I went to the ENT doctor yesterday because I have been unable to hear out of my left ear. Well, needless to say, he removed the wax while me passing out in the meantime from the pain! Anyway, when I came to, he told me I had an ear infection and next thing I knew he was putting drops in my ear. I didn't even have a chance to tell him I was BFing to make sure whatever he was using was okay for nursing. I was out of it and not clearly thinking so I came home and wound up BFing baby two hours later not even thinking about the drops he put in. Anyway, it is Ciprodex (ciprofloxacin and dexamethasone). I called La Leche and they recommended me to some doctor hotline who basically said the ear drops were safe for nursing, with very little risk and a 4-hour half life. (Orally is a different story).
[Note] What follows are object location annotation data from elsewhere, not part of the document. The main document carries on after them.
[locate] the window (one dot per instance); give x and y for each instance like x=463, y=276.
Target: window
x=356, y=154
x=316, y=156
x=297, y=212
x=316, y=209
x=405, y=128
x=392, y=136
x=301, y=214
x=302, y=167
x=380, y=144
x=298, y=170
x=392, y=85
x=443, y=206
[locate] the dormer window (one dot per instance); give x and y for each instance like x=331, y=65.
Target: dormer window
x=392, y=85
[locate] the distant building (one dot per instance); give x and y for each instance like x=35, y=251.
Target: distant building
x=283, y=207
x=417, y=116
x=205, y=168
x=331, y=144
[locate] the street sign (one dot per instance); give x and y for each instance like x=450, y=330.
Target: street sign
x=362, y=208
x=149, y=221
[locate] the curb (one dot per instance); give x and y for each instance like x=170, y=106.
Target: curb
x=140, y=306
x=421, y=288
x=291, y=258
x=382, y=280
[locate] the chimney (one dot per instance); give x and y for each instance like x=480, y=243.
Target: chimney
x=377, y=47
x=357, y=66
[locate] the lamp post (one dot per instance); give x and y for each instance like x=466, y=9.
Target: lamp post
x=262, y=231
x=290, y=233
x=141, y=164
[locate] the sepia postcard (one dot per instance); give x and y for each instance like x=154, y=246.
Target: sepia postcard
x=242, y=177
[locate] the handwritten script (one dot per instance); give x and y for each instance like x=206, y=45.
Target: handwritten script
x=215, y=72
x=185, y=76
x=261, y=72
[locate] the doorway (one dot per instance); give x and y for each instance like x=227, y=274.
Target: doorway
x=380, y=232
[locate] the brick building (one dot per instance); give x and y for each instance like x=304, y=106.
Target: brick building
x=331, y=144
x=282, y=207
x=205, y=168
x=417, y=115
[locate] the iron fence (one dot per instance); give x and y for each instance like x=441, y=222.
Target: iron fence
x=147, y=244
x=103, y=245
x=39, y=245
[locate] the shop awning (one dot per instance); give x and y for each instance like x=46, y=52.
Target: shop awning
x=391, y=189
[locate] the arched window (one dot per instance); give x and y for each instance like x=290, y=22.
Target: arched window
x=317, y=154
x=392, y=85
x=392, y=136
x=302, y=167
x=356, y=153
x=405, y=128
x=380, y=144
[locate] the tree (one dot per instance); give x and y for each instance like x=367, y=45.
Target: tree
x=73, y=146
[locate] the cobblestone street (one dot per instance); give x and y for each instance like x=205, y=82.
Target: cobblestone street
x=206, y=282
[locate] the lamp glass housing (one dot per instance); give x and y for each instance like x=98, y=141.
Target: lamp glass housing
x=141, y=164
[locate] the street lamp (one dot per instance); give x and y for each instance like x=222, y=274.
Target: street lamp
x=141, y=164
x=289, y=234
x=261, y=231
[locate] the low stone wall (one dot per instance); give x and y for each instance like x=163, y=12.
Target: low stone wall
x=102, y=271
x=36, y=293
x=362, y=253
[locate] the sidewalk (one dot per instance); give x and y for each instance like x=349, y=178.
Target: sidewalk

From what I read, I am still nervous to use the drops though. Doesn't sound like there has been enough research for me to feel safe with it.

Anyway, not sure what to do from here. Iwant to use a natural source and am afraid that I BF'd my baby last night after receiving the drops from the doctor!! I would much rather use a natural approach, so I'm all ears  All natural suggestions are welcome to get rid of this ear infection


----------



## mamazee (Jan 5, 2003)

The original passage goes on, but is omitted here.